Yalnızlık (II)
Son günlerde medyanın gündemine düşen konulardan biri de “Türkiye’nin yurtdışındaki imajı”. Bilindiği gibi bu imaj olumsuz, giderek daha da olumsuzlaşıyor. Buna örnek olarak bu ay başında...
Son günlerde medyanın gündemine düşen konulardan biri de “Türkiye’nin yurtdışındaki imajı”. Bilindiği gibi bu imaj olumsuz, giderek daha da olumsuzlaşıyor. Buna örnek olarak bu ay başında yapılan, Türkiye’nin Avrupa Birliği ile süregelen tam üyelik müzakerelerinin “insan hakları ihlalleri” nedeniyle askıya alınmasının önerildiği Kati Piri Raporu’nun Avrupa Parlamentosu’nda yapılan oylamasının sonuçlarını gösterebiliriz. Bu oylamada 638 parlamenterden 97’si çekimser kalırken, 447’si öneri lehinde, 64’ü ise aleyhinde oy kullanmıştı.

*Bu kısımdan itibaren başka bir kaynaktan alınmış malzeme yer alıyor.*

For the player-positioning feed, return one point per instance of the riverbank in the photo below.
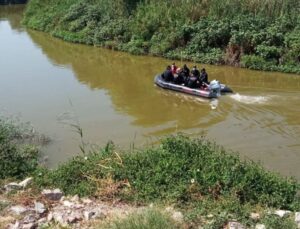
(255, 38)
(204, 185)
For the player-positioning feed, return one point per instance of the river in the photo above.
(111, 96)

Hoş, bu kararın bağlayıcı bir yanı yok; kararı bu oylama sonucunu değerlendirecek olan Avrupa Birliği Konseyi verecek. Fakat bu sonuçlar Avrupa’da esen rüzgârların Türkiye aleyhine döndüğünü göstermesi açısından önemli.

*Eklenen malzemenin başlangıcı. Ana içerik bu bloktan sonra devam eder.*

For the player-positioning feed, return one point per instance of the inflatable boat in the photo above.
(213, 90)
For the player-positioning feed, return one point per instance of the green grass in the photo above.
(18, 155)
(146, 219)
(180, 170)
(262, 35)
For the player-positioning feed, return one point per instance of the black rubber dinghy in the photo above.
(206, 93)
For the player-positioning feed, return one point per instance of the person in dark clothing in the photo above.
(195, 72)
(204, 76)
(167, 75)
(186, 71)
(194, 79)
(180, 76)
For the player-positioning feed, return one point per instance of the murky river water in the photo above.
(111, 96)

Öbür taraftan hemen her gün Avrupa’nın önde gelen gazete ve dergilerinde Türkiye’deki siyasi iktidarı eleştiren yazılar yayımlanıyor, görsel medya kanallarında Türkiye’den giderek artan dozda olumsuz olarak söz ediliyor. Yalnızca Avrupa’da mı? Amerika Birleşik Devletleri’nin New York Times, Washington Post gibi saygın gazetelerinde kanlı FETÖ liderinin yazılarına, röportajlarına yer veriliyor.
***
Burada önemle üzerinde durulması gereken bir nokta var. Gerek Avrupa’da gerekse ABD’de giderek artan muhalefet ülke olarak Türkiye’ye karşı değil, başta Sayın Cumhurbaşkanı Recep Tayyip Erdoğan olmak üzere iktidarın yönetici katlarına.

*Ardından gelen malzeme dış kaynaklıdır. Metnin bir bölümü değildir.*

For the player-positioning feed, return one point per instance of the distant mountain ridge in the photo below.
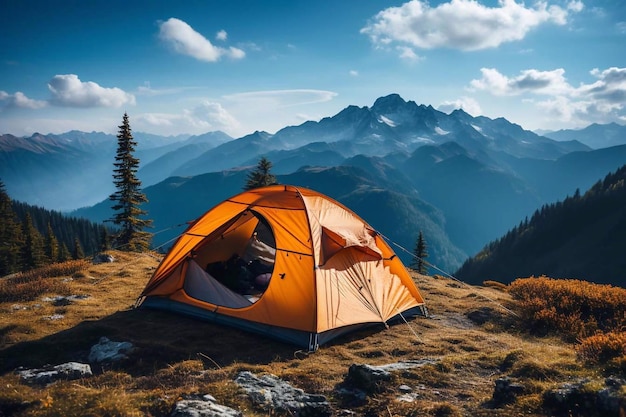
(480, 175)
(581, 237)
(595, 136)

2002-2005 yılları arasında Türkiye’de demokratikleşmenin öncüsü olarak değerlendirilen Sayın Erdoğan son yıllarda Batı’da, iktidarı tek başına elinde toplamak çabasında olan “muhteris”, “ürkütücü” ve “baskıcı” bir siyasal kişilik olarak görülüyor.
Kullandığı, belki sultanlıklar, diktatörlükler, emirliklerden oluşan Ortadoğu coğrafyasında etkili olabilecek dili Batı’da etkili olmuyor, tam tersine tepki topluyor.